Rev. Dr Sin Pan Ho, a New Testament professor and dean of advanced studies at Lutheran Theological Seminary in Hong Kong, spoke of the need to “time travel back to the 1st century” to understand the culture in which people first read and received the words of the gospels. The books of the New Testament, he noted, were written within a span of one (or possibly two) hundred years at a time when people were living in a polytheistic culture under the Roman empire.
In the urban settings, where people worshipped many different gods, Ho said, the apostle Paul was among the first to realize the potential of the new texts, not just as a subject for study and discussion but as a tool that could “shape a new social identity.” The books of the New Testament, he stressed, offer the example of Jesus, not just as one deity among many, but as the answer to people’s questions about the kingdom of God.
Overcoming divisions, finding common purpose
Speaking of the conflicts over Biblical texts that already existed in the early church, Ho said it is important to imitate the way in which the first Christian communities worked to overcome their divisions. In earlier centuries, he noted, the scriptures were seen as “a kind of constitution for the heavenly people of God,” rather than “just one among many different points of reference” as they are often viewed by contemporary believers.
In the early church, where many people were persecuted for their faith, there was a sense of urgency which is lacking today, Ho noted. He stressed the need to move beyond ideologies and find ways of “practicing the Word of God together.” While there may be different interpretations of the texts, he added, “we must find a common purpose and use our differences as a motivation for working things out together.”

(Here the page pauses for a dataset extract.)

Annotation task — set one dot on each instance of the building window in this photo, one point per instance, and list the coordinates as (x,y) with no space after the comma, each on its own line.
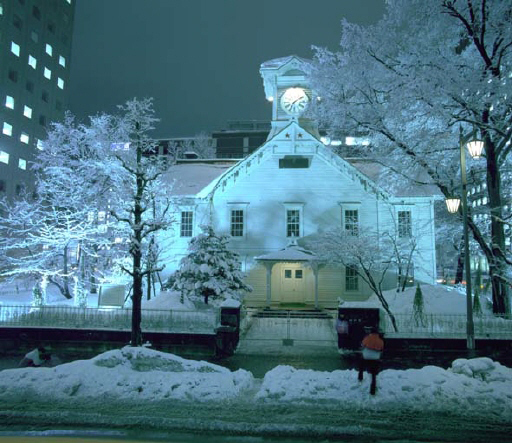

Rev. Dr. Kayko Driedger Hesslein, associate academic dean and director of contextual education at Lutheran Theological Seminary in Canada, spoke of the importance of making the Bible more accessible and more inclusive of people from all walks of life. There are many ways of experiencing the Word of God, she noted, including by those who are unable to hear, to see or to read the written texts.
Difference as gift to build up Body of Christ
“Accessibility is a justice issue,” she stressed, both for those with physical disabilities and those who may feel emotionally or spiritually “hurt and excluded” by words used in the texts. If we want to make the Bible more accessible and attractive to wider audiences, she added, it is important to “ask what vulnerable people need” and to “rethink our language” in response to those needs.
When we engage with the Bible, Driedger Hesslein stressed, we are joining together with those “clouds of witnesses” from centuries past, so we are “never truly alone.” It is helpful to read different translations, she continued, to reflect on different ways of interpreting the texts. While the church has witnessed many conflicts over diverse interpretations of the Bible, she said “we are called to trust each other and to trust the Spirit in us.” We should be less fearful and experience differences, not as a source of conflict, she added, but rather “as a gift for building up the Body of Christ.”
Reflecting on the responsibility of the preacher to open up the biblical texts for others, Driedger Hesslein noted that we speak about “the living Word” which is mediated through the experiences of different generations in varying cultural contexts. At the same time, she said, it is vital to take into account “the overarching message of the Bible,” ensuring that preaching always “points to God” and “proclaims God’s grace amid the reality of sin.”
The fourth and final part in this Bible Year series will take place on 10 January 2023, with scripture scholars joining moderator Rev. Szabolcs Nagy, from the Evangelical Lutheran Theological University in Budapest, to discuss the theme ‘Living the Bible’.